CapeTown links low-cost domestic manufacture to eight-fold cycle commute ambition

Cape Town has published a draft strategy within which it proposes to bring about a cycling revolution with the creation of both low-cost local bike manufacture and a new bike share scheme.

At present, the average citizen in the South African coastal city spends up to 45% of their income on transport, significantly more than the global average of closer to 10%.

This disparity, says city committee member for transport Brett Herron, presents an opportunity for a drastic shift in modal share toward cheaper means of transport, primarily cycling.

He said: “The available cycling data indicates that approximately 1% of all trips in Cape Town are made by bicycle. In addition, despite the popularity of recreational cycling and participation in cycling events like the annual Cape Town Cycle Tour, the uptake of utility cycling remained stagnant for the past decade.

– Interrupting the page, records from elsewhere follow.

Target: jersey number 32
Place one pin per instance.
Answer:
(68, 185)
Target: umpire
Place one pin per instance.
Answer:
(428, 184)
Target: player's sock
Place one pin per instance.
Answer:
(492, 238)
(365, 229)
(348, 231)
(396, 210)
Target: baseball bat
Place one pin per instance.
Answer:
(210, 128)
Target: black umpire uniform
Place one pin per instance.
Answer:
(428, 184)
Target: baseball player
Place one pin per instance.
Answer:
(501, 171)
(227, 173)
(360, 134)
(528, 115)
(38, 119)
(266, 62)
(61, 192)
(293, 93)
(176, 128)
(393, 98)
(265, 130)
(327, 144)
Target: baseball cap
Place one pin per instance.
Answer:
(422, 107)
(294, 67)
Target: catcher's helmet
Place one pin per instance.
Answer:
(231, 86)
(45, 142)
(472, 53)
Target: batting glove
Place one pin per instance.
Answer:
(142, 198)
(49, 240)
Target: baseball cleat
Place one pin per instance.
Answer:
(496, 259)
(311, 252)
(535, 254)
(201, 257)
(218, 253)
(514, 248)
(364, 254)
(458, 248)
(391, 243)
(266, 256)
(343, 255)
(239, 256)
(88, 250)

“These surveys confirm that commuters either do or will cycle, but that the majority of residents cannot afford bicycles. Given the fact that low-income transport users in Cape Town spend up to 45% of their monthly household income on transport, while the international norm is between 5% and 10%, cycling is an affordable alternative – provided that we improve access to bicycles in these communities.

“‘Ironically, some of these challenges provide us with a golden opportunity for growing our local economy, should we succeed in cultivating a cycling culture. For example, we want to explore the possibility of establishing a bicycle manufacturing plant in Cape Town that can build and provide low-cost bicycles for low-income households. Such an investment and a bike-share system will lead to job creation – but then we need our residents to take to the streets and to start a cycling revolution.”

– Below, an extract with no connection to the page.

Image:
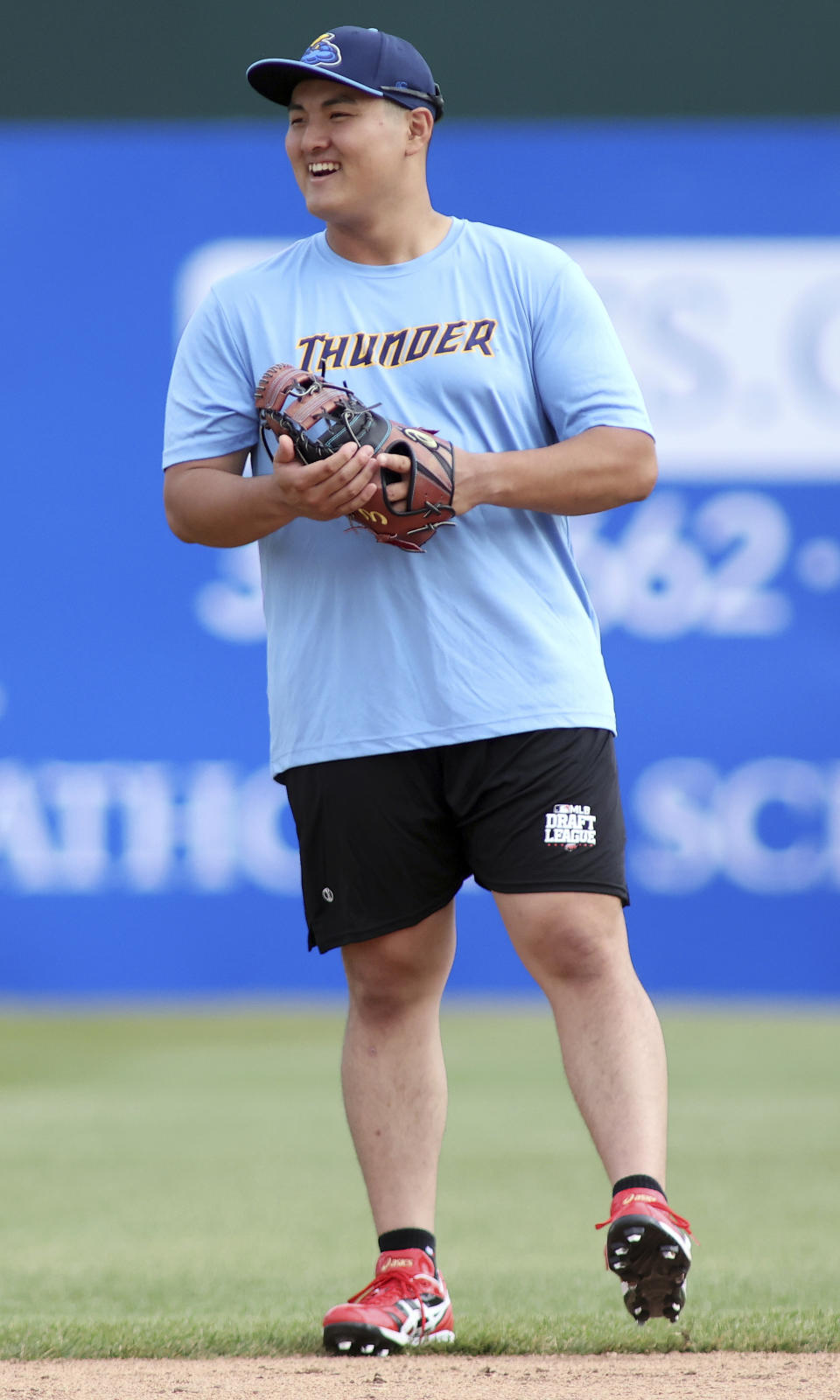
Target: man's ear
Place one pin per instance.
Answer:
(419, 130)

Having invested in cycling infrastructure, in part in a bid to bolster its tourism, locals and visitors are to benefit from a further 160 kilometres of cycle paths laid down by the spring of this year. The city already has around 450 kilometres of cycle path.

Despite the generous provision for cycling, official figures show that cycling has just a 1% modal share during the morning rush hour, something which the city wants to increase eight fold by 2030. The lanes do however prove popular for leisure cycling.

Herron has further encouraged employers to begin to provide lockers, changing rooms and showers for staff. As is largely the case elsewhere around the globe, motorists are to be encouraged to share the road where cycle infrastructure is unavailable.

The draft strategy is open for public comment until February 21.